The one encouraging characteristic of this virus is that it can be contained. However, if this is not done with the necessary discipline, the virus will once again take the upper hand – until we have built up so-called herd immunity.

The interesting question is, when will we have built up herd immunity?

To reach that state, a vaccine is needed. Many vaccine candidates are in development (as explained in the original interview above), with mid-2021 being the earliest that broad availability could be expected.

If that timeframe is realistic, it means that the development time will have been only one tenth as long as is normally required to develop a vaccine. This is good news – but it could have a price. As the CEO of the French pharmaceutical giant Sanofi, one of the few large vaccine producers, explained this week, the price could be that the vaccine produced so quickly will be less efficacious than what could have been achieved if more time had gone into the process. He expects the first vaccines to render immunity to only 40–50% of the people vaccinated. This is more or less in line with our estimate of 50%.

Based on this information, it is possible to calculate the time needed to achieve herd immunity of 60% – the hurdle that needs to be achieved in order to push the Coronavirus into the background. Taking the Swiss influenza vaccination rate of 50% as a proxy and assuming an efficacy of 50%, only 25% of the population would reach immunity in the first year. If in the second year, the remaining 50% of the population opt to be vaccinated – but now with an improved vaccine – assume it has an efficacy of 70% – another 35% of the population would gain immunity, for a total of 60%.
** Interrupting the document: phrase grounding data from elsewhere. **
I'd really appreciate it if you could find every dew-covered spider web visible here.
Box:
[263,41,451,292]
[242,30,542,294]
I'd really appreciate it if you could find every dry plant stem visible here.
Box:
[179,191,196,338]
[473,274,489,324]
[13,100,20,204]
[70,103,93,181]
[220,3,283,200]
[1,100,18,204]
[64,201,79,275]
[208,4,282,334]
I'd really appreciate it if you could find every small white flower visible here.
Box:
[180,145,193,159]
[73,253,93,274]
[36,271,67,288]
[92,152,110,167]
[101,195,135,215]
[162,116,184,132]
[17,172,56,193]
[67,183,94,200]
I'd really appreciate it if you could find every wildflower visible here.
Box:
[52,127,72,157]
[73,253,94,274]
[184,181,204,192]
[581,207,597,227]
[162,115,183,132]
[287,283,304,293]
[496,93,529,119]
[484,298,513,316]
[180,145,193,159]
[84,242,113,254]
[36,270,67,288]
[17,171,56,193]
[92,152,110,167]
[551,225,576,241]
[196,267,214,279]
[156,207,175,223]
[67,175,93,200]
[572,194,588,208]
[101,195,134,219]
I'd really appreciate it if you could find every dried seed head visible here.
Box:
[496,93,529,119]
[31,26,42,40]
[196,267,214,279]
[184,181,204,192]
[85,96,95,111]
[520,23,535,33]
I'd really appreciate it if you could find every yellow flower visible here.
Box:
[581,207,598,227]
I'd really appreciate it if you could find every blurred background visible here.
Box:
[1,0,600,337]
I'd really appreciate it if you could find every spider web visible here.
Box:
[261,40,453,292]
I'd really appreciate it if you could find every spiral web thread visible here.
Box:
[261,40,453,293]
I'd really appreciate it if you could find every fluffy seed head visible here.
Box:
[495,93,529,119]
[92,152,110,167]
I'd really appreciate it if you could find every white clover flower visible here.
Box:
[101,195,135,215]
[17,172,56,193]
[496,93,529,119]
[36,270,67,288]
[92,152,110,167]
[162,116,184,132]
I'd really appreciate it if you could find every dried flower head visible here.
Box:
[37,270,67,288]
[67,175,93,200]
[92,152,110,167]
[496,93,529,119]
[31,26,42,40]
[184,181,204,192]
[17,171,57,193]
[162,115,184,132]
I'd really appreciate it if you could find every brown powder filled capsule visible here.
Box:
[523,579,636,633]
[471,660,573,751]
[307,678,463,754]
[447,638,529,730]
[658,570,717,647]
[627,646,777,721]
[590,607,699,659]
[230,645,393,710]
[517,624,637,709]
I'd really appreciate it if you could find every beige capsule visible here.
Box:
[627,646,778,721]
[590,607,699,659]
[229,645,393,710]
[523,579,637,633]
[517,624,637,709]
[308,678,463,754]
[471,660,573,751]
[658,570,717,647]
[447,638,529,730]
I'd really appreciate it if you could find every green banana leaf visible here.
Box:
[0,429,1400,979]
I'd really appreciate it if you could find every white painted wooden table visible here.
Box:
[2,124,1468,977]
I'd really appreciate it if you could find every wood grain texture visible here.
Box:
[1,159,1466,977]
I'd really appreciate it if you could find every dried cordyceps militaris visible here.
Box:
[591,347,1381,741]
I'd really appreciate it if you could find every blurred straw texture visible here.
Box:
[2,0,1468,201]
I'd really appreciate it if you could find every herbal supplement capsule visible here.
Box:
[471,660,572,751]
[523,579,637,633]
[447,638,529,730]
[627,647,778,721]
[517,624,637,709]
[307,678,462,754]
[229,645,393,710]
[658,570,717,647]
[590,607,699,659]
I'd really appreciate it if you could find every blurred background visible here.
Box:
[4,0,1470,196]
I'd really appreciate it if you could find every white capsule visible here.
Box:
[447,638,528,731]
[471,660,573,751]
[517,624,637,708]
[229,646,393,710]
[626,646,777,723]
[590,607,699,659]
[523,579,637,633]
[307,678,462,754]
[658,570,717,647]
This means that at this pace – which is our best-case assumption –, it will take at least two years of vaccination (mid-2023) before we will have built up the immunity needed to regain our pre-pandemic lives. Until then, local outbreaks, re-imposed containment measures, and social distancing will be here to stay.

To ensure that we get through this three-year wait with the fewest possible setbacks, the best course of action is to continue to follow the recommendations of the Federal Office of Public Health (FOPH, or BAG in German). As observed elsewhere, the virus is still around, just waiting for us to drop our guard. In the last few days, the Swiss tracing app “SwissCovid” has been available for download. This app helps trace viral transmissions – a pre-requisite to staying on top of the pandemic. 

In general, we don’t foresee the situations as either black or white, but rather that things will remain much as they are now, i.e. local outbreaks needing local attention. The big question is whether the US can keep viral outbreaks confined to a local scale as well. If not, equity markets could likely take another hit. This question should be answered in the coming weeks.